バブル時には1位であったことを考えると感慨深いものがある。
スイスの大学院IMDは世界の55カ国・地域の競争力を順位付けをし'08年度「世界競争力ランキング」として発表した。
「最も世界によい影響をもたらしている国は日本とカナダ」。
英国、BBC放送と米メリーランド大が27ヵ国、2万8千人を対象におこなった共同世論調査での結果を、600の世界のメディアが報じていたもの。ちなみに、3位はEU欧州連合、4位フランス、5位英国だった。

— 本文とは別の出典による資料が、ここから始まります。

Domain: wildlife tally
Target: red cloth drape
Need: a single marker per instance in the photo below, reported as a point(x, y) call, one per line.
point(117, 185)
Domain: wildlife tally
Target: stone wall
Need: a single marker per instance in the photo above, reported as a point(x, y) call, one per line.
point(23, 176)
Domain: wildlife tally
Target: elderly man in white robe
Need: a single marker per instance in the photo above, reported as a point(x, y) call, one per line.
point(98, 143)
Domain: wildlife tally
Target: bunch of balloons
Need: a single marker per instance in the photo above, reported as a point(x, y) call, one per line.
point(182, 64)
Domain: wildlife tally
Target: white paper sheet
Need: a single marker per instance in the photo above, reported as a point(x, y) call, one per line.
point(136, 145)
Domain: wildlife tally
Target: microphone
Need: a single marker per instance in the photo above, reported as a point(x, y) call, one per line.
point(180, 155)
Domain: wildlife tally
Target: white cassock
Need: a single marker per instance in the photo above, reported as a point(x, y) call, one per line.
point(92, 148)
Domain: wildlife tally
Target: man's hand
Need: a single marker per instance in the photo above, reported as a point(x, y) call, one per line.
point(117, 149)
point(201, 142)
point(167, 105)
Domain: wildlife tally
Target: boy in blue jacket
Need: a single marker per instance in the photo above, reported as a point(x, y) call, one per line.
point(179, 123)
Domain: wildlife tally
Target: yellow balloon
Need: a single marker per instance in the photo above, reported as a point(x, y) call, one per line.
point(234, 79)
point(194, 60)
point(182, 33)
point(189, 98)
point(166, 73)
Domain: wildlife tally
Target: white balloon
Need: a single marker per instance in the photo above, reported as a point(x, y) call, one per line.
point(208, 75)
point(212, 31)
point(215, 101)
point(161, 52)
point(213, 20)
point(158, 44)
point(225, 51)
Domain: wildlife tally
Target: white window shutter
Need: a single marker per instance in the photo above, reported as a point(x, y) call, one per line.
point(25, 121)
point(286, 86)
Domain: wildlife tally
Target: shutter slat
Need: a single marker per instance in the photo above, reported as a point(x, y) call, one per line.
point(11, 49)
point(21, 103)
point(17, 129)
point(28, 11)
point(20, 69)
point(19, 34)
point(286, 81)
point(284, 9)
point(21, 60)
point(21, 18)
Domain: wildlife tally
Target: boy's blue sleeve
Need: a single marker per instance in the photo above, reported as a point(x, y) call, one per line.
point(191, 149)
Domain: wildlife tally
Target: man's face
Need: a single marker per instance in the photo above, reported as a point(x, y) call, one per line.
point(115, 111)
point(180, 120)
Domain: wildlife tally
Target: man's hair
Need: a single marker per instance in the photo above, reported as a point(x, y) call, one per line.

米ネット企業「エクスペデイア」が欧州のホテル関係者1万5000人を対象にした調査でも日本人が「最良の客」に選ばれている。
「行儀がよいか」「おしやれか」などの採点基準で高ポイントを獲得した。
日本が打ち出した「紛争に関わる3者に利益のために手を携えて、まず、仕事を・・・」と言う中東支援策は「ユニークな発想」として評価され国際社会の支援モデルに。
東大、ハーバード大、華東師範大などの研究チームは日米中の大学生505名に潜在的な意識を測る新たな心理テストを実施。「自分を誇りに思う」程度を推定した。
これまでの調査では最も低い結果であったが、今回は「3者に差はなかった」のだという。
外務省が米国でおこなった世論調査では「日本は経済力に見合った重要な役割を国際社会で果たしている」との答えが83%に・・・。